Казалось, Лаэт во что бы то ни стало хотел вызвать Пико на обсуждение этой темы, несмотря на то что друзья знаками предупреждали его об осторожности. Джованни огляделся вокруг. Гости разошлись по залу небольшими группами и оживленно болтали. Всех умиротворило угощение и вино, которое все время разносили слуги. Никто не обращал внимания на неаполитанца, Помпония и их собеседников. Он поискал глазами Манетто, и ему почудилось, что тот одобряет беседу.
— Я больше верю в мудрость древних, в учение Лукреция, с его разумным толкованием природы вещей, — ответил Пико. — Думаю, что, по сути дела, и мы, и весь мир могли бы вернуться из царства смерти.
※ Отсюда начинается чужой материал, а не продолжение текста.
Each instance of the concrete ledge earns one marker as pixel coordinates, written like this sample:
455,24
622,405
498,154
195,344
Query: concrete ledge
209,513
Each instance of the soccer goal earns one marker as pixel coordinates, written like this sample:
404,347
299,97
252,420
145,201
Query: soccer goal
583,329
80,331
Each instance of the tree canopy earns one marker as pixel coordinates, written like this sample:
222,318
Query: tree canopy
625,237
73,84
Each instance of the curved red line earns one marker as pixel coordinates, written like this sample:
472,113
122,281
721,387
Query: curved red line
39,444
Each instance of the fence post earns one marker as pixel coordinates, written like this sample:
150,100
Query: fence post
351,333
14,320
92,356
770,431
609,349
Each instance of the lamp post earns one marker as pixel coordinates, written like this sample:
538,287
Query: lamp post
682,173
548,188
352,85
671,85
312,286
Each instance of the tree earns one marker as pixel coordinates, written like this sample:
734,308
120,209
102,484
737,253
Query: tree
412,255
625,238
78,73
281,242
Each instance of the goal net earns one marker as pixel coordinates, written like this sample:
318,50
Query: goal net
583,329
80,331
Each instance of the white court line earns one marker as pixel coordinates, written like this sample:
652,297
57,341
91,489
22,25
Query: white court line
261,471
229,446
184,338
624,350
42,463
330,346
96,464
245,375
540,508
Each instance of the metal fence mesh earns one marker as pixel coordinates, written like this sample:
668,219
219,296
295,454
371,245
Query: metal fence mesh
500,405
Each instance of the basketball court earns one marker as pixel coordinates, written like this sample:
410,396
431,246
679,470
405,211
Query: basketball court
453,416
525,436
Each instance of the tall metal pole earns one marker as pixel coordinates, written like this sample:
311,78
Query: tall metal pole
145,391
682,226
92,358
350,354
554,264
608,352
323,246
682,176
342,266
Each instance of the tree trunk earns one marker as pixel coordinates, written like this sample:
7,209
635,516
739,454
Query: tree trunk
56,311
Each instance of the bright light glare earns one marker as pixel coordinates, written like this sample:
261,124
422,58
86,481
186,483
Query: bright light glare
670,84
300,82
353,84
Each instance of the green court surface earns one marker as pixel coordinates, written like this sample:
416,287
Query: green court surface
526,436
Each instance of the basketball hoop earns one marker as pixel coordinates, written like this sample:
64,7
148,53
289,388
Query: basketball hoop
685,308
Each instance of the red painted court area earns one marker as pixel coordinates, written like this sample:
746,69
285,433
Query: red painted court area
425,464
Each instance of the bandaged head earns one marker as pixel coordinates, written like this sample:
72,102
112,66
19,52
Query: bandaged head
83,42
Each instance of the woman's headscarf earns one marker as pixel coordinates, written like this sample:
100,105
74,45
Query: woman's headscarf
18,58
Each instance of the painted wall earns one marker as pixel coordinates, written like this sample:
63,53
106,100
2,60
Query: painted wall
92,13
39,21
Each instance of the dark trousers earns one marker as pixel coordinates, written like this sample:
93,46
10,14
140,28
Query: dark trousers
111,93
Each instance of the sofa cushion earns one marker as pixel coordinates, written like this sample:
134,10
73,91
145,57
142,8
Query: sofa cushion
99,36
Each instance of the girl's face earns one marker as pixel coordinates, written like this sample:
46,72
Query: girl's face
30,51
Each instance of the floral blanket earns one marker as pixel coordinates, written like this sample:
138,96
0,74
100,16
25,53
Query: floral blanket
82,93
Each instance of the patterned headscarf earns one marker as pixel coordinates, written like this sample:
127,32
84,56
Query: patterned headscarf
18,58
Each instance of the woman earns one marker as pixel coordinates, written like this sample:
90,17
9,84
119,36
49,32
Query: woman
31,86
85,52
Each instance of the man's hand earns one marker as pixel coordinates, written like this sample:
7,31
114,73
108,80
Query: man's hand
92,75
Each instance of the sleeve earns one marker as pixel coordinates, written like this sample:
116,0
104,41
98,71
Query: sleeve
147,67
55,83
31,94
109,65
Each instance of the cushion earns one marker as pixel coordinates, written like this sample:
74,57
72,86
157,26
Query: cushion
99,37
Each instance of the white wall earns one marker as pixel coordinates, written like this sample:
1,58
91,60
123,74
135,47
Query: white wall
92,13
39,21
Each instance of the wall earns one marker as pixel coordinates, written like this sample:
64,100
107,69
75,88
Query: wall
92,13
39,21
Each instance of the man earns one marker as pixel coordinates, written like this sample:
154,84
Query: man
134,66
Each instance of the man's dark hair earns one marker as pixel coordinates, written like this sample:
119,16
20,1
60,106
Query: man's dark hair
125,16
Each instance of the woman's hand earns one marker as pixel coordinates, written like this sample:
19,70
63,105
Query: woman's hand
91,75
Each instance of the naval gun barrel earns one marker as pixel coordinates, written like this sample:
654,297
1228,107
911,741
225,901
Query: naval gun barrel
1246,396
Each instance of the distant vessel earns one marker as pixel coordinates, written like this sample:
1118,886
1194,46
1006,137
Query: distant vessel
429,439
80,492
Но это может произойти только по окончании великого космического года, когда атомы вещества, из которого мы состоим, завершат невероятно длинный цикл всевозможных комбинаций и снова пойдут по тому же кругу.
Помпоний продолжал пристально на него глядеть, и понять выражение его лица было невозможно. Потом заметил, покачав головой:
— Мне известны мысли Лукреция, а также грека Эпикура, последователем которого он был. Но повторение, которое он себе представлял и в которое вы уверовали, всего лишь новое появление идентичной копии, предопределенное неколебимыми законами. Всего лишь появление на сцене в труппе одних и тех же актеров, которые день за днем представляют одну и ту же комедию. Уже сами древние предвидели ничтожность и безнадежность этой теории. Ее не приняли ни Платон, ни его великие предшественники. Они, наоборот, искали в словах и в пении возможности порвать цепи смерти.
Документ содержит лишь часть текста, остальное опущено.